Sunday, June 5, 2011

Knowing when to fold 'em



If life, as some wit once opined, is all about showing up, to my way of thinking there's nothing worse than not knowing when to leave.  Fish and guests, said Ben Franklin, stink after three days.  And old musicians who don't know that their music has turned to mush, stink even worse. 

I know our culture expects us to keep rockin' til we drop.  I know we're all supposed to be in pursuit of Eternal Youth.  I know I'm supposed to find something touching, even epic, in people determined to go rocking and raging into that good night.  

But there's something terrifying in the aspect of an aging rocker, hopping all over a stage like an epileptic monkey.  There's something especially terrifying about the said aging rocker performing in front of an audience full of golf shirts and bald pates reflecting more light than the disco ball hanging in the center of the room.  The way I see it, it's not just terrifying, it's pathetic. 

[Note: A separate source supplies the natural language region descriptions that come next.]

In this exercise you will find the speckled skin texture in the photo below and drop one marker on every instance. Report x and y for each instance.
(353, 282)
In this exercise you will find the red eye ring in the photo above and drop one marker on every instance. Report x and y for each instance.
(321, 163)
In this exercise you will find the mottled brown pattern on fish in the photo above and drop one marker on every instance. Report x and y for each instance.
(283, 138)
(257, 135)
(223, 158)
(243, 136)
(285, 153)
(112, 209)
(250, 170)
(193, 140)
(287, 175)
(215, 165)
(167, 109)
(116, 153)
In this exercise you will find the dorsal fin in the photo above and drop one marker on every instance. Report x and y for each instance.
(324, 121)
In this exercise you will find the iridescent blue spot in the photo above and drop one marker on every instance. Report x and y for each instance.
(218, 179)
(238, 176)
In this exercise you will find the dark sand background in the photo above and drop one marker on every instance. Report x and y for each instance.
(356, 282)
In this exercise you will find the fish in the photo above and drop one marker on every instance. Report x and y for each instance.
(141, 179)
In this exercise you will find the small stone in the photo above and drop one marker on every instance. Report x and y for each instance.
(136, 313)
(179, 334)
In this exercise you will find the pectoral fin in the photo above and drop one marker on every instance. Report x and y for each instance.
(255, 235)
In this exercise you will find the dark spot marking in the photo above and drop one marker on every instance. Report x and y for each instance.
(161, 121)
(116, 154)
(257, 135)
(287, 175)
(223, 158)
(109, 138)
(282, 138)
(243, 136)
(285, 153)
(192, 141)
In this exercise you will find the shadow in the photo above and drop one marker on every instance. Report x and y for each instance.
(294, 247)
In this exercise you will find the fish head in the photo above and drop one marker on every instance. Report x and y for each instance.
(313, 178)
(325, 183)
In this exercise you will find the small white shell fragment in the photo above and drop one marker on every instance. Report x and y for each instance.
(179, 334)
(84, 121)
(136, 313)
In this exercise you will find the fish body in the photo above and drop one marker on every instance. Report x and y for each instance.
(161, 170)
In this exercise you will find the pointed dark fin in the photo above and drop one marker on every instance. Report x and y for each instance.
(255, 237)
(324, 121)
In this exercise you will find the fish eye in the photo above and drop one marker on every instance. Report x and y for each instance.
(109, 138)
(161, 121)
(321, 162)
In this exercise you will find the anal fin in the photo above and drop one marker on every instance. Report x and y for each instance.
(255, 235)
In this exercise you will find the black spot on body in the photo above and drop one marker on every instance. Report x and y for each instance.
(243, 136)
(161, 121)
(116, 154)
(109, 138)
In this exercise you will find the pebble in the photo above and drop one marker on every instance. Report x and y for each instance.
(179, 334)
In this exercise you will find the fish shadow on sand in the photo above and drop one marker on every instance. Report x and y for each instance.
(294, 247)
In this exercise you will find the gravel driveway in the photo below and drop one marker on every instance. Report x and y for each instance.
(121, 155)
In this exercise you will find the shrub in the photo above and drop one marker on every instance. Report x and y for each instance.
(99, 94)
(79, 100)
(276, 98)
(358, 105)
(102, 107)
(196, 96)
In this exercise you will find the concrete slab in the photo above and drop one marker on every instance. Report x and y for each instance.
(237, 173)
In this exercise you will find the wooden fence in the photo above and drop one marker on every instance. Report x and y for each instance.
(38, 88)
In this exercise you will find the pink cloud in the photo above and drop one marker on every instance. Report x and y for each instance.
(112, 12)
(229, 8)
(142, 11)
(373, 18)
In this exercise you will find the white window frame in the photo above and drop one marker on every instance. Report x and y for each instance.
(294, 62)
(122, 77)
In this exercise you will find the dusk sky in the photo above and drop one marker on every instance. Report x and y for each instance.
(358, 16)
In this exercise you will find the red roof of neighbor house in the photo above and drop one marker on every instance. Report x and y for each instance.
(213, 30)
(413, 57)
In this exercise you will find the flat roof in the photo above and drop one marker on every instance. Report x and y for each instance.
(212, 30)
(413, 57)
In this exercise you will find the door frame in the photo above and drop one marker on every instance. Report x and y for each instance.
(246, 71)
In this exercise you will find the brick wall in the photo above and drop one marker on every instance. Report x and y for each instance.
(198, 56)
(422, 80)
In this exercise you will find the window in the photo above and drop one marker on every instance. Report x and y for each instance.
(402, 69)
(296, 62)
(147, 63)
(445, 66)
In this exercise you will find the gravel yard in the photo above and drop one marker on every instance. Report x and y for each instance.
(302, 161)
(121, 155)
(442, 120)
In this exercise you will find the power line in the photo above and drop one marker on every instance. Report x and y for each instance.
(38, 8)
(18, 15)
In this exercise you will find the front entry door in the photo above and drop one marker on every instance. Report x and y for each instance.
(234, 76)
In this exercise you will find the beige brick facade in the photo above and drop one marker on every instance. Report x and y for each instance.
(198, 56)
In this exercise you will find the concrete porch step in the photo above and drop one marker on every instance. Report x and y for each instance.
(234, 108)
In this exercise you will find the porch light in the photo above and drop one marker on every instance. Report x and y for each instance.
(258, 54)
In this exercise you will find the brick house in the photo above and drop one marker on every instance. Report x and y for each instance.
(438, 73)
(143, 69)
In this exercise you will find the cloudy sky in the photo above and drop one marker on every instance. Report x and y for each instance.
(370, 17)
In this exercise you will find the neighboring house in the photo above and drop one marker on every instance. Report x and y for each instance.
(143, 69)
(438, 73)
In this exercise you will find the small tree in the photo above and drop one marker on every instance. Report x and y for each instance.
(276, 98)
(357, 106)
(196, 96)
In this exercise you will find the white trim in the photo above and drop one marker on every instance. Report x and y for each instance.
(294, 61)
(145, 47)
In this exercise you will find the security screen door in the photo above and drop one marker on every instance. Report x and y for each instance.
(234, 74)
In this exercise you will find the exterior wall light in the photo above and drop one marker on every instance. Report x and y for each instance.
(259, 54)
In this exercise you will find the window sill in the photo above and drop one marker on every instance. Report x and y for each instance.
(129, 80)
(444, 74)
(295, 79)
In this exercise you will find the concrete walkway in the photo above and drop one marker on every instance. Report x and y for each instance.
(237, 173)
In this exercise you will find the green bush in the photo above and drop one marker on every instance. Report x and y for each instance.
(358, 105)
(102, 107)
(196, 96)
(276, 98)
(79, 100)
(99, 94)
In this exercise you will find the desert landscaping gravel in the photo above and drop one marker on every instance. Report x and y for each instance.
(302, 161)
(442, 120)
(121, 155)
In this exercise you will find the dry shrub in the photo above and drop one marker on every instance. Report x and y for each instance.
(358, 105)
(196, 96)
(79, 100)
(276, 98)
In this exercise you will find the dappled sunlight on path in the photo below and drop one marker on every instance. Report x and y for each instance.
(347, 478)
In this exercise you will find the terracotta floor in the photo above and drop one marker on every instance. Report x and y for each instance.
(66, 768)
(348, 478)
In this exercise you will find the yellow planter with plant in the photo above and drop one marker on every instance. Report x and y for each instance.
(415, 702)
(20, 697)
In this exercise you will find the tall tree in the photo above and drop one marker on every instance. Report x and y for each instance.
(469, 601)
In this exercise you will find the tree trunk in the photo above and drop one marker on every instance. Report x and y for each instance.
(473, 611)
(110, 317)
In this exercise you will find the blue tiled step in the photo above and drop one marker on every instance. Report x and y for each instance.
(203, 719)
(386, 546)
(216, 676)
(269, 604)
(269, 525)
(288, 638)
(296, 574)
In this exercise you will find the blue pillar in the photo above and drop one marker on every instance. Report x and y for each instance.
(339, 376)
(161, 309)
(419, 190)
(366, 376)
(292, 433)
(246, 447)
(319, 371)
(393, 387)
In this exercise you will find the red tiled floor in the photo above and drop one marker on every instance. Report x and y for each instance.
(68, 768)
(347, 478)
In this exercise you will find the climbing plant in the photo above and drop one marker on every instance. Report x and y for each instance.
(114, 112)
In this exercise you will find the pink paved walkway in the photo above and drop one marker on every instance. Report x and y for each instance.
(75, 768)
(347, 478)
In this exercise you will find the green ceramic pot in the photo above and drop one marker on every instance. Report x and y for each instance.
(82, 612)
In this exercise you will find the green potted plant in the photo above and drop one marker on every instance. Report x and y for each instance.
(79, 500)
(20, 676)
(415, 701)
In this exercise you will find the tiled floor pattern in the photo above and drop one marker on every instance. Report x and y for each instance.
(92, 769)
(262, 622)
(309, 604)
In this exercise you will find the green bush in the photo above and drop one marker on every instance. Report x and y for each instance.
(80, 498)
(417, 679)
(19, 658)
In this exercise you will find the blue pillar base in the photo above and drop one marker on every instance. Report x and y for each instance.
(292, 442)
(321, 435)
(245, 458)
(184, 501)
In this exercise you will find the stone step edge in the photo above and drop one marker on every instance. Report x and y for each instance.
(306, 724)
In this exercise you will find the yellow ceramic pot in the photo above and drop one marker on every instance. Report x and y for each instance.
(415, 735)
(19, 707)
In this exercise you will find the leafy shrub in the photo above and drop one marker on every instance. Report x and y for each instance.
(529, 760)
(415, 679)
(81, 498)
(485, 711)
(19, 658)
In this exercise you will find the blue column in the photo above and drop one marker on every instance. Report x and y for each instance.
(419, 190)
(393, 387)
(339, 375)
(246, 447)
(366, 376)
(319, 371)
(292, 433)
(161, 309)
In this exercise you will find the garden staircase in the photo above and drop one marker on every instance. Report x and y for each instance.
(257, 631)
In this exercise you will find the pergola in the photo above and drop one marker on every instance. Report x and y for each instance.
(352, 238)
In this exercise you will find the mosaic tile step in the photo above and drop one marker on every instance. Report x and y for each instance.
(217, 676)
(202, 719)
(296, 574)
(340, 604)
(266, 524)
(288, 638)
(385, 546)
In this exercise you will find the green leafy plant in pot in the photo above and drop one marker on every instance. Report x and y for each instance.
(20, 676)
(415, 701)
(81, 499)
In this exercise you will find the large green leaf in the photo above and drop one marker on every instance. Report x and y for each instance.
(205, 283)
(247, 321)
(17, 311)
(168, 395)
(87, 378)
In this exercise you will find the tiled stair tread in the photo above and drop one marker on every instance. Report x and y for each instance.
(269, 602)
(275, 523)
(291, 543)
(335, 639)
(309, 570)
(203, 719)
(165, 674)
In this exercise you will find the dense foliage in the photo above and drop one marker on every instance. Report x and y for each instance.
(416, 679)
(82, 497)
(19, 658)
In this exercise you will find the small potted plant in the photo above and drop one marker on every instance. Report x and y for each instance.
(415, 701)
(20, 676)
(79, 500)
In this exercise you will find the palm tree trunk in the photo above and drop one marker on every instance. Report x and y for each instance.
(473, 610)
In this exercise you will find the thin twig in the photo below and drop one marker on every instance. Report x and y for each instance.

Last night I attended a show by Southside Johnny at BB King's Blues Club in NYC.  The first four or five songs were so awful, it didn't even sound like music.  Noise is not music, and cranking up the volume doesn't create harmony... it  just creates more noise.  At one point, when the audience was singing along "ooooooh" - Southside quipped "Oh, those are the lyrics you all know." No, I wanted to shout... those are the lyrics this audience can remember. I'm old enough to know there's a difference.


Don't get me wrong.  Everyone's entitled to relive their youth.  Everyone's entitled to enjoy their music - if that's what they want to call it.  But if Southside Johnny wants to remain the blues legend Beloved says he is, someone should do him the favor and tell him to hang up his mic.  Because it's time, Southside... past time.